Steady exposure to the electromagnetic radiation given off by cellphones during use may disrupt fetal development, disturb memory and weaken the barrier that protects the brain from environmental toxins, says a welter of new research being presented this week in Istanbul, Turkey.
The authors of the studies, published in the past two years, highly preliminary and conducted on rabbits, mice and rats, suggested that the non-ionizing radiation emitted by cellphones and the base stations that broadcast cellphone signals may fundamentally damage cells by means other than the heat that they generate. That is a highly controversial assertion, because scientists have asserted that the only kind of radiation that causes cancer and DNA damage is ionizing radiation such as that emitted by nuclear material. The microwave radiation emitted by working cellphones simply does not have the power to scramble DNA or disrupt cell function, they say.

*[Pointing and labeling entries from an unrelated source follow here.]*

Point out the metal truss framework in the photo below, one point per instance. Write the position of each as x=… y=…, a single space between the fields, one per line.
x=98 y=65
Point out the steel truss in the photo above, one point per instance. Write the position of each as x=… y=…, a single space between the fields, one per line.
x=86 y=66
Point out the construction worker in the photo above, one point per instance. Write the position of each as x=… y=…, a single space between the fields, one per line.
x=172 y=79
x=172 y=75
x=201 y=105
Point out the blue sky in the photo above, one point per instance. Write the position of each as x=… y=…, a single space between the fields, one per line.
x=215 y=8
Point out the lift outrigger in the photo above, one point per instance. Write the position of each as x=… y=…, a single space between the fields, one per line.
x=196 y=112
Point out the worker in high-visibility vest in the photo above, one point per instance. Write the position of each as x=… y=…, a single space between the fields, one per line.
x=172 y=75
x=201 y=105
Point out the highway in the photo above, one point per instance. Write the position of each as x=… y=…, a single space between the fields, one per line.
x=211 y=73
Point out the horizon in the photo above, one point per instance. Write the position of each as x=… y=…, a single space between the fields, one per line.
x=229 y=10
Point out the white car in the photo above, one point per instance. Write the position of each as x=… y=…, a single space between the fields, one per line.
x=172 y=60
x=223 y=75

The studies were conducted by scientists working under the umbrella of the Environmental Health Trust, a nonprofit organization devoted to identifying and controlling environmental health risks. The EHT has been especially active in showing that non-ionizing radiation emitted by cellphones is damaging to humans.

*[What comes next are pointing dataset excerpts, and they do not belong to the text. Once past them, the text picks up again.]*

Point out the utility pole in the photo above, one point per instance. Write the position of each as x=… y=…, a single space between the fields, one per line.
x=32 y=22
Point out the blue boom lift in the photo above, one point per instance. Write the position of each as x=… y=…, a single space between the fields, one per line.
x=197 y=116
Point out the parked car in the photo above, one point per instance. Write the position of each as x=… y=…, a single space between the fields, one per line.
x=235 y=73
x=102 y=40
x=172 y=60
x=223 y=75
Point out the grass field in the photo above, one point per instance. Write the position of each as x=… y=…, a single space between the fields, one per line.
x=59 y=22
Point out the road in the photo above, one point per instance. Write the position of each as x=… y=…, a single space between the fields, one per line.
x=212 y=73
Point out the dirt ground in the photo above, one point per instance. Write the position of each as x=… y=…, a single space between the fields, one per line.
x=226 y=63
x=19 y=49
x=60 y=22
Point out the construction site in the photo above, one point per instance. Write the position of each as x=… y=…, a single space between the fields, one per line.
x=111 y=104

In one of the studies reviewed in Istanbul, mice exposed to two hours per day of radio frequency emissions from a transmitting cellphone were less able to to learn and rerun mazes, suggesting that cellphone radiation might impair spatial memory -- the kind of recall that helps us navigate from place to place. A second study found that the barrier between bloodstream and brain that protects the latter from most toxins became more permeable when male rats (although not females) were exposed to 20 minutes of radio frequency radiation such as that emitted by cellphones. A third study found that exposing pregnant and non-pregnant rabbits to six minutes a day of electromagnetic radiation led to the release of "secondary messengers, such as free radicals," which in turn destroyed DNA and fat molecules. (The babies born after such exposures, however, were fine).